←back to thread

Two undersea cables in Baltic Sea disrupted

(www.cnn.com)
577 points mooreds | 5 comments | 18 Nov 24 14:31 UTC | HN request time: 0.649s | source
Show context
ct520 ◴[19 Nov 24 05:12 UTC] No.42180260[source]
Dumb question but my assumption is fiber optic cables could be “tapped”? But the disruption would be noticeable when monitoring the cable. Could you just tap it when you cut it and when it hooked back up that’s the new baseline with the tap in place? That would seem more of a logical reason then a country just randomly cutting lines to me?
replies(3): >>42180345 #>>42180526 #>>42187302 #
jillesvangurp ◴[19 Nov 24 05:34 UTC] No.42180345[source]
Most/all of the traffic would be encrypted.
replies(1): >>42180914 #
1. donalhunt ◴[19 Nov 24 07:48 UTC] No.42180914[source]
That wasn't the case in the past. Events over the past 15 years have resulted in most companies encrypting all traffic between datacenters (due to the perceived risk). TLS between consumers and companies is probably at an all time high though due to a push for end-to-end encryption.
replies(2): >>42181002 #>>42181120 #
2. metachris ◴[19 Nov 24 08:06 UTC] No.42181002[source]
TLS doesn't help here, because state actors (including China, Russia) own trusted root certificates, which allow them to TLS-terminate for _any_ website they choose and silently decrypt/MITM the traffic.
replies(2): >>42181733 #>>42185747 #
3. picohik ◴[19 Nov 24 08:25 UTC] No.42181120[source]
These things get encrypted at a lower layer, macsec. At the transport layer it's all transparent. No need for TLS between your servers, that's just wasted overhead.

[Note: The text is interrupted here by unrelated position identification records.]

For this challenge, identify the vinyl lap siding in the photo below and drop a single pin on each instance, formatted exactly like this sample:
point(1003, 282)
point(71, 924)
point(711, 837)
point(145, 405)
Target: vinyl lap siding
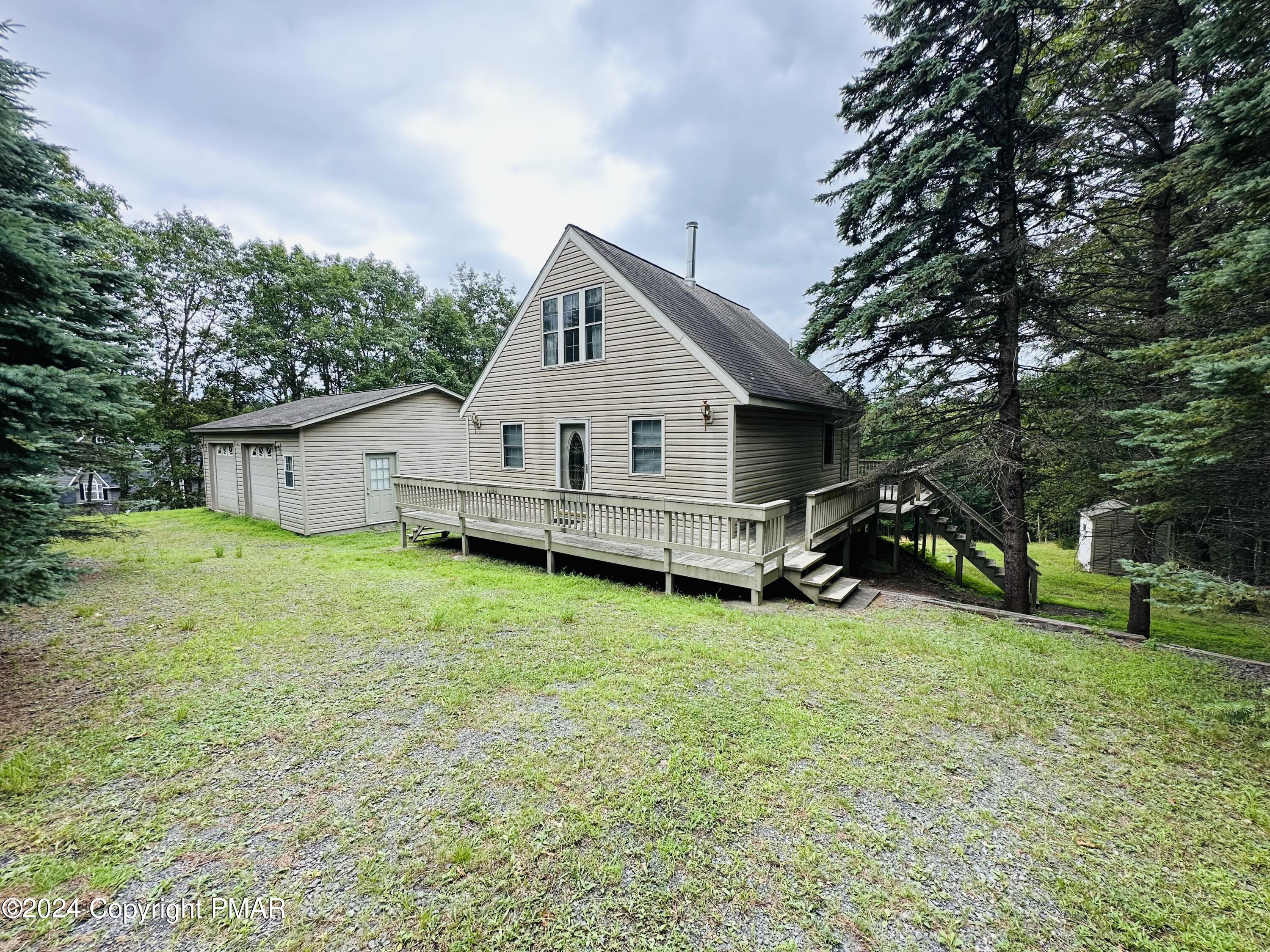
point(423, 431)
point(780, 456)
point(646, 372)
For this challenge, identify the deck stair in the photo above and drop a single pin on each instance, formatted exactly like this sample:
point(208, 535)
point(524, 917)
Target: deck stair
point(816, 578)
point(953, 520)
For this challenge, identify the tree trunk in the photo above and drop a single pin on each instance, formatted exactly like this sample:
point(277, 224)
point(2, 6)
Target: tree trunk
point(1160, 212)
point(1010, 250)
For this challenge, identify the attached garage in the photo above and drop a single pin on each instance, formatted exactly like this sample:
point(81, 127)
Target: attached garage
point(326, 464)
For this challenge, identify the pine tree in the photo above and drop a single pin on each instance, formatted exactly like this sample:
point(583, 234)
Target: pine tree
point(61, 357)
point(948, 286)
point(1204, 432)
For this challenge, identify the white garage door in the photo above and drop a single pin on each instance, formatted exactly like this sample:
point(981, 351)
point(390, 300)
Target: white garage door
point(226, 482)
point(265, 483)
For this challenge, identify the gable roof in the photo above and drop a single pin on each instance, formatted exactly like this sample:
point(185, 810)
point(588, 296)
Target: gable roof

You typically encrypt anyway because you just lease the line and buy the b/w. It's operated by a different company and you share the wire with other customers.

4. lolc ◴[19 Nov 24 09:59 UTC] No.42181733[source]
TLS offers quite good protection actually: Anytime they create fraudulent certificates they risk burning their CA. Attacks need to be very targeted to keep risk of detection low. Due to Certificate Transparency, hiding attacks got even harder. And for sites that use cert pinning, the attack doesn't even work in the first place.

And eavesdrop is one thing but I'm not clear how you could MITM an undersea cable without the operators noticing.

5. gruez ◴[19 Nov 24 17:11 UTC] No.42185747[source]
>and silently decrypt/MITM the traffic.

Except it's not silent because you need to expose your misissued certificate every time. Sure, the average joe won't spot it, but all it takes is one security researcher to expose the whole thing. AFAIK there are also projects by google and the EFF to monitor certificates, so the chances of you getting caught are really high. Combined with the fact that no such attacks has been discovered, makes me think that it probably doesn't occur in practice, or at least is only used against high value targets rather than for dragnet surveillance.